Fig. 3.

Loss of Klp98A reduces autolysosome formation, acidification and degradation. (A) Representative images of 4-h-starved fat body cells expressing GFP–LAMP1 (in green) and mCh–Atg8a (in red) under the fat-body-specific driver Cg-Gal4. Autolysosomes (labeled by both markers) are detected in control and Khc-depleted cells, whereas depletion of Klp98A reduces the colocalization between LAMP1- and Atg8a-positive structures (see insets) similar to the effect of Syx17 depletion. (B) Quantification (mean±s.e.m.) of the Pearson's correlation coefficient between LAMP1–GFP- and mCh–Atg8a-positive vesicles from experiments shown in A. n≥12 independent images analyzed per genotype. ***P<0.001 (Student's t-test). (C) Representative images of fat body cells expressing the double tagged mCh–GFP–Atg8a reporter after 4 h starvation. Silencing of Klp98A results in a block of GFP quenching (see insets). (D) Quantification (mean±s.e.m.) of the ratio between green and red fluorescence intensity for the mCh–GFP–Atg8a experiments shown in C and Fig. S3B. n≥7 independent images analyzed per genotype. **P<0.05; ***P<0.001 (Student's t-test). (E) Timecourse of GFP–Ref(2)P degradation during starvation-induced autophagy in control and Klp98A-depleted fat body cells. β-tubulin protein level was assessed as loading control.
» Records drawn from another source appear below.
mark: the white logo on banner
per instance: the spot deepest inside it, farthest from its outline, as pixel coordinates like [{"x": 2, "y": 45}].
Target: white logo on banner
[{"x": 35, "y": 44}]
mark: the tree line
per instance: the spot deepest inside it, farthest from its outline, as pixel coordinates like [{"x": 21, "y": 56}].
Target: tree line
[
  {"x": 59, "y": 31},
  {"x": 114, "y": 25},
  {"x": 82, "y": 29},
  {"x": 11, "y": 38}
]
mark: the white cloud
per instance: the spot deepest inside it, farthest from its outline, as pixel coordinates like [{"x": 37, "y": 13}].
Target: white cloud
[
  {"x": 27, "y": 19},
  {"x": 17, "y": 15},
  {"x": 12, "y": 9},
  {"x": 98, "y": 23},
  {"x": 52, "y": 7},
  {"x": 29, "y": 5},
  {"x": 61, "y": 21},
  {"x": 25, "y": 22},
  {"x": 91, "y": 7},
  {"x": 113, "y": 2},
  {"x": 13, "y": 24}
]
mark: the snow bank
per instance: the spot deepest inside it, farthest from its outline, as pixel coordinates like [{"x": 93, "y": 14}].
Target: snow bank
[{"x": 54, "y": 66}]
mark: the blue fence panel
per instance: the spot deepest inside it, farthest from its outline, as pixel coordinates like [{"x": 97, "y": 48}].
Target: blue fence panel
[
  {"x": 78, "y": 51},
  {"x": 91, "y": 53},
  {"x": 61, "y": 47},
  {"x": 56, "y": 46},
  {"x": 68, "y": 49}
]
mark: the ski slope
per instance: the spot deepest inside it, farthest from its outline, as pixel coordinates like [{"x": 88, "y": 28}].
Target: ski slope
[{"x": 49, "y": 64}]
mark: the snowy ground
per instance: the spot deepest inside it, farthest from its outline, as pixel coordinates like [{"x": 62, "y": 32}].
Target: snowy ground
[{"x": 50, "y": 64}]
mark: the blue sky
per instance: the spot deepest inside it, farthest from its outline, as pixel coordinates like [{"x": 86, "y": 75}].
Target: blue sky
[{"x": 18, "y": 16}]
The ratio of GFP-Ref(2)P to β-tubulin is shown below each time point. (F) mTOR reactivation assay. Levels of phosphorylated S6K (P-S6K) were assessed during amino acid starvation (0, 2 and 4 h timecourse) in control cells and cells depleted for Klp98A. β-tubulin was used as loading control. The P-S6K to β-tubulin ratio is indicated below each condition. In A and C, nuclei are labeled in blue (DAPI staining). Scale bars: 10 µm.